What happened next is well known to history as the German and Russian forces began the titanic struggle for the city of Stalingrad, plunging into what would be the bloodiest battle in recorded history. The Germans finally took the city though pockets of Russian resistance continued to hold out. Finally, the Russians planned a massive counter-attack to encircle Stalingrad and targeted the armies of the weaker Axis powers (such as Hungary and Romania) as their point of breakthrough. The Italian army also came under attack during this Don offensive on December 16, 1942. Two days later the main Italian airfield was captured at Kanamirovka and 11,000 Italian troops were surrounded at Scertkovo. As German Field Marshal Erich von Manstein moved to relieve Stalingrad the Red Army attacked to block his effort, their force falling heavily on the Italian army along the Chir River. Many units were overwhelmed in the tidal wave of Russian attacks. One such unit was the Voloire which was wiped out, two officers committing suicide rather than surrendering.
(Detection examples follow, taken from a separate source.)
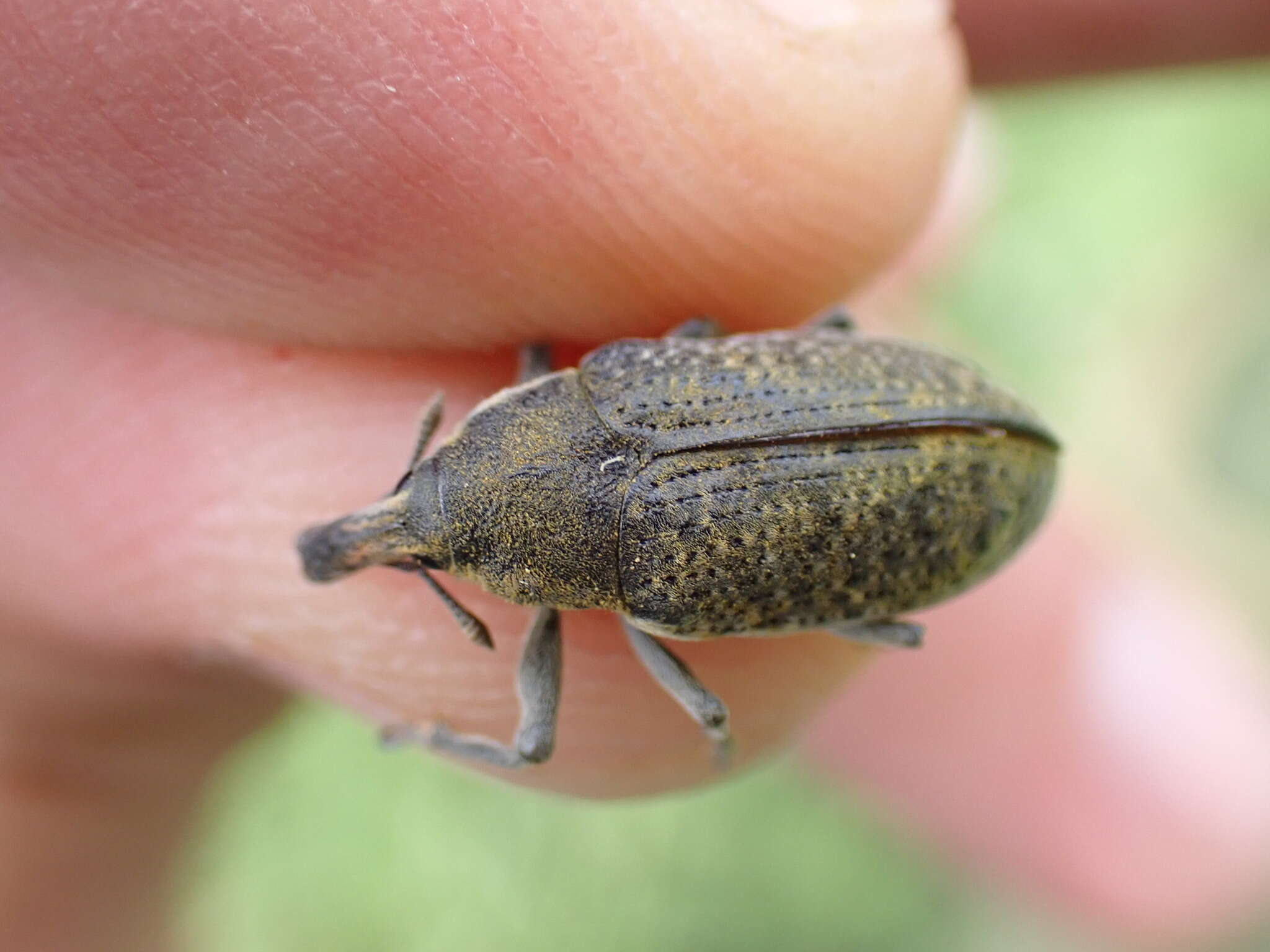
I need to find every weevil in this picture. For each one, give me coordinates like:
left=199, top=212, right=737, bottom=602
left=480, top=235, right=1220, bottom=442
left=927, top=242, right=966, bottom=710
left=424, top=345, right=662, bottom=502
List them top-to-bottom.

Many Italian artillerymen also refused to surrender and fought at their guns to the last man.
The Axis offensive against the Soviet Union was ultimately unsuccessful yet the Italian forces had acquitted themselves bravely. They had fought with great talent, tenacity and skill, winning numerous victories against forces far superior to their own. They had also maintained the honor and dignity of the Italian nation, never indulging in cruelty or barbarity against the local population. In the air, the Italian pilots had inflicted far heavier losses than they suffered themselves, on the Black Sea they had proven instrumental in bottling up the Russian fleet and on the ground the Italian troops had fought with unparalleled courage against seemingly impossible odds. Allied propaganda that disparaged the Italian soldier was proven to be entirely false on the steppes of southern Russia and no one learned the lesson better than the Red Army forces that had met the Italians in battle. The Italians who fought on the Russian front had done honor to their King-Emperor, their homeland and the Italian people.